17. Regression

Regression is performed in R using the linear model function lm().  This can perform single and multiple linear regression analyses. Similar to the other analyses, it’s best to create an object to store the results, and then ask for a summary.  Note that we should use the factors we created earlier for boot type (bootsf) and gender (genderf).  Suppose we want to know whether age, gender and type of boots can predict boot comfort score:

fit_comfort_age_boots_gender <- lm(comfort ~ age + genderf + bootsf, data = data)

summary(fit_comfort_age_boots_gender)

 

We see that overall, the type of boot worn is strongly associated with boot comfort.  Interestingly, we see that female recruits give lower comfort scores than males. This is because when this study was undertaken in about 2000, female boots were actually made from male boots lasts, and so provided a sub-optimal fit. This has now been fixed, and female recruits have their own lasts.

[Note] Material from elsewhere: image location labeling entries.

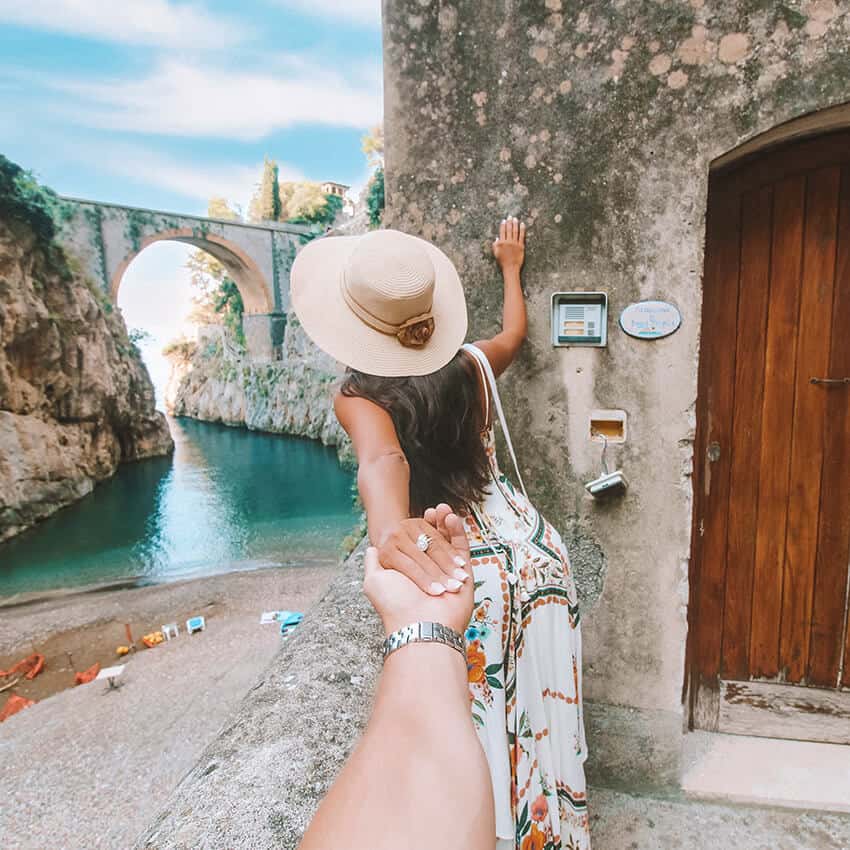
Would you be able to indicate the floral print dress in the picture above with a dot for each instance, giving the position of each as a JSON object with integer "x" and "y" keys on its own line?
{"x": 524, "y": 663}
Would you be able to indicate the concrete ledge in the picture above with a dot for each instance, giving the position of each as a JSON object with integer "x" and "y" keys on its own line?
{"x": 258, "y": 784}
{"x": 632, "y": 748}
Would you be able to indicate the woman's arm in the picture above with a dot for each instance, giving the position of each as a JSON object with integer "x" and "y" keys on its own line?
{"x": 509, "y": 251}
{"x": 418, "y": 779}
{"x": 383, "y": 479}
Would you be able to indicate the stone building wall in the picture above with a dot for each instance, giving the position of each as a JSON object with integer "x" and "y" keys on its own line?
{"x": 597, "y": 123}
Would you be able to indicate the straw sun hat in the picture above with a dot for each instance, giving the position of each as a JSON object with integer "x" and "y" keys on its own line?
{"x": 384, "y": 303}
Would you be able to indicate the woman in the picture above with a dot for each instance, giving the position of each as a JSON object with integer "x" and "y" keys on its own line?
{"x": 419, "y": 409}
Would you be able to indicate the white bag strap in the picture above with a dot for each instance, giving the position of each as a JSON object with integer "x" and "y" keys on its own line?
{"x": 490, "y": 379}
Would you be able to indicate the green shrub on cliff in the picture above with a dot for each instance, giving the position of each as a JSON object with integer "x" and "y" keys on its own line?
{"x": 375, "y": 198}
{"x": 22, "y": 198}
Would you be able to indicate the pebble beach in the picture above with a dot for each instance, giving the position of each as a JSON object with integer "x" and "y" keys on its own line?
{"x": 88, "y": 766}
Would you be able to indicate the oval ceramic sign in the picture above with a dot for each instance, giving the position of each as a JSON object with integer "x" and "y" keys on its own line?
{"x": 650, "y": 319}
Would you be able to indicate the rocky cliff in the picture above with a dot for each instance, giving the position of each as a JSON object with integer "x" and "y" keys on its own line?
{"x": 211, "y": 379}
{"x": 75, "y": 398}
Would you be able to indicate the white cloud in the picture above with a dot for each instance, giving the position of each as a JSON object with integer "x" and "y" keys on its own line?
{"x": 234, "y": 181}
{"x": 183, "y": 99}
{"x": 360, "y": 11}
{"x": 161, "y": 23}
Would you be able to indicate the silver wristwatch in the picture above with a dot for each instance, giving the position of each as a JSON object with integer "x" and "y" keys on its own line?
{"x": 425, "y": 633}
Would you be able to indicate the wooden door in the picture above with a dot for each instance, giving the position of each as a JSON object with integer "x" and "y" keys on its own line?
{"x": 769, "y": 645}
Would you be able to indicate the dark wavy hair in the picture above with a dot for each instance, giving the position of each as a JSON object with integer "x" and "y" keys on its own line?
{"x": 438, "y": 419}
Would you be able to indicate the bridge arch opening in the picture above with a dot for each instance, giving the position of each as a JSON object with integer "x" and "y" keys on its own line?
{"x": 255, "y": 290}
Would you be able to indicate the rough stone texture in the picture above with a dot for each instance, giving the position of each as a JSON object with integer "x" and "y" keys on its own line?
{"x": 597, "y": 123}
{"x": 215, "y": 382}
{"x": 258, "y": 784}
{"x": 621, "y": 821}
{"x": 75, "y": 398}
{"x": 106, "y": 238}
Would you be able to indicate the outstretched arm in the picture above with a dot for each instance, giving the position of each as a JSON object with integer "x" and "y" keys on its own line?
{"x": 418, "y": 779}
{"x": 383, "y": 479}
{"x": 509, "y": 251}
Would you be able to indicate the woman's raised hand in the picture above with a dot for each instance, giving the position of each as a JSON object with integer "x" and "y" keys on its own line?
{"x": 441, "y": 566}
{"x": 509, "y": 247}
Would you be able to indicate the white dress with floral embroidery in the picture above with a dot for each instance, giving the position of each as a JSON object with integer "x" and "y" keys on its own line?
{"x": 524, "y": 663}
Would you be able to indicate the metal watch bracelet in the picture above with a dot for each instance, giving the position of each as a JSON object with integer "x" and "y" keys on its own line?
{"x": 424, "y": 633}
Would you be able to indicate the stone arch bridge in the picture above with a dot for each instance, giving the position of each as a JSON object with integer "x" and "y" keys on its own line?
{"x": 107, "y": 237}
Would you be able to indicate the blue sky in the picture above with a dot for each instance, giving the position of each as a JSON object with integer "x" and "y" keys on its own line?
{"x": 164, "y": 103}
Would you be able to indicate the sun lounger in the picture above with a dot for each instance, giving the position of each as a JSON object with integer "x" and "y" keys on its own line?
{"x": 195, "y": 624}
{"x": 289, "y": 622}
{"x": 111, "y": 674}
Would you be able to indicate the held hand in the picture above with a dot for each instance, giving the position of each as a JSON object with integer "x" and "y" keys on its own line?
{"x": 509, "y": 247}
{"x": 436, "y": 570}
{"x": 400, "y": 602}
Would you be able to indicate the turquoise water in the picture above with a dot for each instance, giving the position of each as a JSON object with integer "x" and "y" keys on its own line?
{"x": 227, "y": 499}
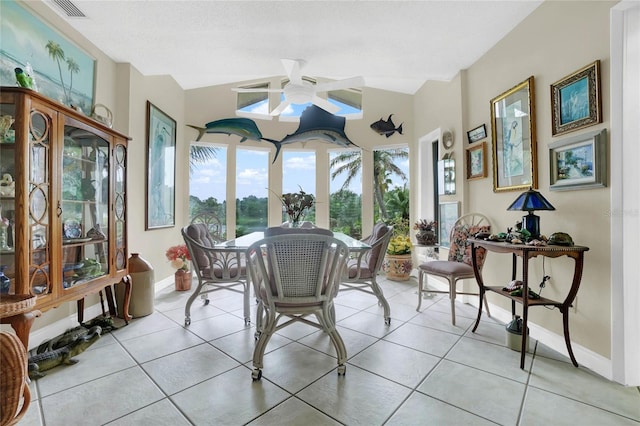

Other useful aspects of the analysis include:

coefficients(fit_comfort_age_boots_gender) # model coefficients

confint(fit_comfort_age_boots_gender, level=0.95) # Confidence Intervals for model parameters, here set to 95%

fitted(fit_comfort_age_boots_gender) # predicted values

residuals(fit_comfort_age_boots_gender) # residuals

anova(fit_comfort_age_boots_gender) # anova table

vcov(fit_comfort_age_boots_gender) # covariance matrix for model parameters

influence(fit_comfort_age_boots_gender) # regression diagnostics

To undertake regression diagnostics, try this:

layout(matrix(c(1,2,3,4),2,2)) # optional 4 graphs/page

plot(fit_comfort_age_boots_gender)

 

Which looks reasonable, but we can also undertake a Shapiro-Wilks test on the residuals to check if they are normally distributed. First you will need to create an object containing the residuals.  This is done using the command we used above, but making it produce and store the result as an object.  the residuals

fit_res <- residuals(fit_comfort_age_boots_gender)

shapiro.test(fit_res)

 

Which shows that the residuals aren’t normally distributed, but this isn’t uncommon with smaller datasets.